AT one point Horwich Loco Works was the biggest railway engineering works in the North.

Its workers were skilled men whose labours were renowned the world over.

For a young Paul Salveson, who began his working life at the work’s spring smithy, the experience was to have a lasting impact - the Loco Works has become a recurring theme throughout his life ever since and he has spent his entire working life involved in the rail industry in one capacity or another.

Now Paul has published his debut novel, The Works, inspired by the men and the towns who relied upon the Loco Works for their livelihoods.

“It’s not autobiographical,” said Paul, “but it certainly based on my experiences.”

In real life Horwich Loco Works closed in 1983 in spite of a massive campaign to save it.

But Paul’s novel looks at what might have happened had the works been saved.

“It is fiction or course,” he said, “but I hope readers will find the premise very plausible. In the novel the workers form a co-operative to keep the works going which is based on what happened with the shipbuilders on the Clyde in Glasgow.

“I have also introduced a strong Chinese connection into the storyline because China is where rail is nowadays.”

As well as beginning his working life at Horwich, Paul was also part of the union delegation fighting to save the works in the early 1980s and the novel features more than 30 photographs he took inside the works from those days which have never been published before

“Horwich was a very special place,” he said. “It was something the people of the town were rightly proud of. It was world famous. Sir Nigel Gresley who became one of Britain’s most renowned railway engineers served his time there as did many others and the quality of work which came out of those engine sheds was outstanding.

“But although the novel has a rail element to it, it’s not just a book for train buffs. The more I worked on it, it was more of a love story that started to evolve and I also wanted to say something about living and working in the Seventies and Eighties and to compare that with what is happening today.”

Paul also consulted friends and colleagues both from his time at Horwich and more recently.

“The characters in the book may have some traits based on certain individuals who were at Horwich but they are really generic characters with something to say,” he said.

The Works is Paul’s first attempt at fiction although he has published a series of acclaimed non fiction books including Lancashire’s Romantic Radical: The Life and Work of Allen Clarke/Teddy Austen and With Walt Whitman in Bolton.

He currently chairs the community rail partnership for Bolton and South Lancashire.

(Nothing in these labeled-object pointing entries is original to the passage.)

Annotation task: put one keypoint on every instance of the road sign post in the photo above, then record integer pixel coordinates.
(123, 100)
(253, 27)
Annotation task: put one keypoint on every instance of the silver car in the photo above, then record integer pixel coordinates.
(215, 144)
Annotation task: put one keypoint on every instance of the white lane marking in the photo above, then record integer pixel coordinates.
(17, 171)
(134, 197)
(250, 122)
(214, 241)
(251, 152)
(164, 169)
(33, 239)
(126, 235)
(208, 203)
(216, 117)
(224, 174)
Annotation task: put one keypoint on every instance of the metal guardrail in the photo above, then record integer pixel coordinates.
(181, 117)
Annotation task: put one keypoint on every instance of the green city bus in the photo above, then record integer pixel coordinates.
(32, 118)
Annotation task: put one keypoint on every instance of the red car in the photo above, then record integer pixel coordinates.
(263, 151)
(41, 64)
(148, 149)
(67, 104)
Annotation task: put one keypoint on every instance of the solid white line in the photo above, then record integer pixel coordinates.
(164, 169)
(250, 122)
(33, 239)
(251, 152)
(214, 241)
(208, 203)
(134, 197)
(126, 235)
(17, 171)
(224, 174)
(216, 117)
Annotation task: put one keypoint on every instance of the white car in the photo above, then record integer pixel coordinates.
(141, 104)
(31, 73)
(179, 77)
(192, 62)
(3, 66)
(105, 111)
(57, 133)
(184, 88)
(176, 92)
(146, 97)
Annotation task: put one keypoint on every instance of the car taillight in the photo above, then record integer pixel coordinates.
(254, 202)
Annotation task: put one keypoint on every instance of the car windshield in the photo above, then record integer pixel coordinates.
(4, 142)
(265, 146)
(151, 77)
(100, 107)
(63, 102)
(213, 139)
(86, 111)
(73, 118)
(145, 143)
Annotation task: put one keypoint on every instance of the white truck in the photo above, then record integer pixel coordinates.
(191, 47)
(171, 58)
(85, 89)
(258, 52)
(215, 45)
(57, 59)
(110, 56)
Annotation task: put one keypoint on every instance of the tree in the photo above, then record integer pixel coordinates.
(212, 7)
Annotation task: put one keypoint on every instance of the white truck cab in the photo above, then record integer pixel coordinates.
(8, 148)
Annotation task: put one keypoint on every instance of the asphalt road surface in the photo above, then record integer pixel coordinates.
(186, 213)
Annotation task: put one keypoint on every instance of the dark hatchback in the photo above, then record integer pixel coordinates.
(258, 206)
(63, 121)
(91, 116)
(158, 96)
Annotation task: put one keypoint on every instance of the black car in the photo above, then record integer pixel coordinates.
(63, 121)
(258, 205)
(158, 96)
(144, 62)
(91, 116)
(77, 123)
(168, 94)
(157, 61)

Due to the coronavirus outbreak and current restrictions, a public launch of the book at Horwich Library had to be cancelled but The Works is now available through Paul’s website

“I have enjoyed writing it and I hope that people will find it both interesting and stimulating,” he said. “It tackles some challenging issues so it’s not what I’d describe as a light read but I think it will strike a chord with many people who grew up in the area when Horwich Loco Works played such an important role in so many families’ lives and it raises some interesting questions.”